The announcement marked the first concrete indication that the House speaker would try to find a path forward after resisting for months a Senate-passed 95-billion-U.S.-dollar bill. This bill approved a sweeping supplemental budget request from President Joe Biden's administration, combining aid for Israel, Ukraine, and other allies.

"We won't be voting on the Senate supplemental in its current form, but we will vote on each of these measures separately in four different pieces," Johnson told reporters as he emerged from the meeting, adding that an amendment process will be allowed for the bills.

As far as timing is concerned, the Louisiana Republican said he expected the text of the bills to be finalized as soon as Tuesday.

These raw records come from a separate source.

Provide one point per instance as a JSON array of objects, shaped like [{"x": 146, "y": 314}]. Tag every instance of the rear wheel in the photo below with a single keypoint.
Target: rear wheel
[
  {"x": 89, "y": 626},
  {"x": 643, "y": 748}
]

If that is the case, the floor vote could happen Friday at the earliest, Johnson said.

What was notably missed out in the four measures, though, was a policy overhaul to address what Republicans considered a crisis on the U.S. southern border. Resolving the broken immigration system was Johnson's main reason for delaying a vote on the Senate-approved bill.

Such a move is nothing short of a gamble for Johnson, not only because it would be nearly impossible for the four bills to pass with a simple majority, given the historically slim majority Republicans now hold in the chamber, but also because it could potentially result in the speaker being ousted by a vote called for by GOP congresswoman Marjorie Taylor Greene of Georgia. She threatened to deprive Johnson of his speakership should he allow any more money for Ukraine.

Greene said on Monday that she had not decided on when to trigger the process to vacate the speaker's seat. Nonetheless, she called Johnson's plan a "scam" and "another wrong direction."

"He's definitely not going to be speaker next Congress," Greene said, adding it was "to be determined" if he would even finish out this term.

Earlier in the day, the White House announced its opposition to a stand-alone bill from Republicans that provides aid only to Israel, doubling down on pressure for Johnson to pass the supplemental as it is.

"We are opposed to a stand-alone bill that would just work on Israel, as we've seen proposed. We would oppose a stand-alone bill, yes," National Security Council spokesman John Kirby told reporters at the White House's first briefing after Israel became the target of a large-scale retaliatory attack by Iran over the weekend.

"Time is not on anyone's side here in either case," Kirby said of Israel and Ukraine. "So (House Republicans) need to move quickly on this. And the best way to get that aid into the hands of the IDF (Israel Defense Forces) and into the hands of the Ukrainian soldiers is to pass that bipartisan bill that the Senate passed."

Johnson told reporters that he and his GOP colleagues discussed at the end of the meeting whether to merge the four bills into a single package and send it to the Senate. While the decision is yet to be made, the speaker said his "personal preference is to do it individually."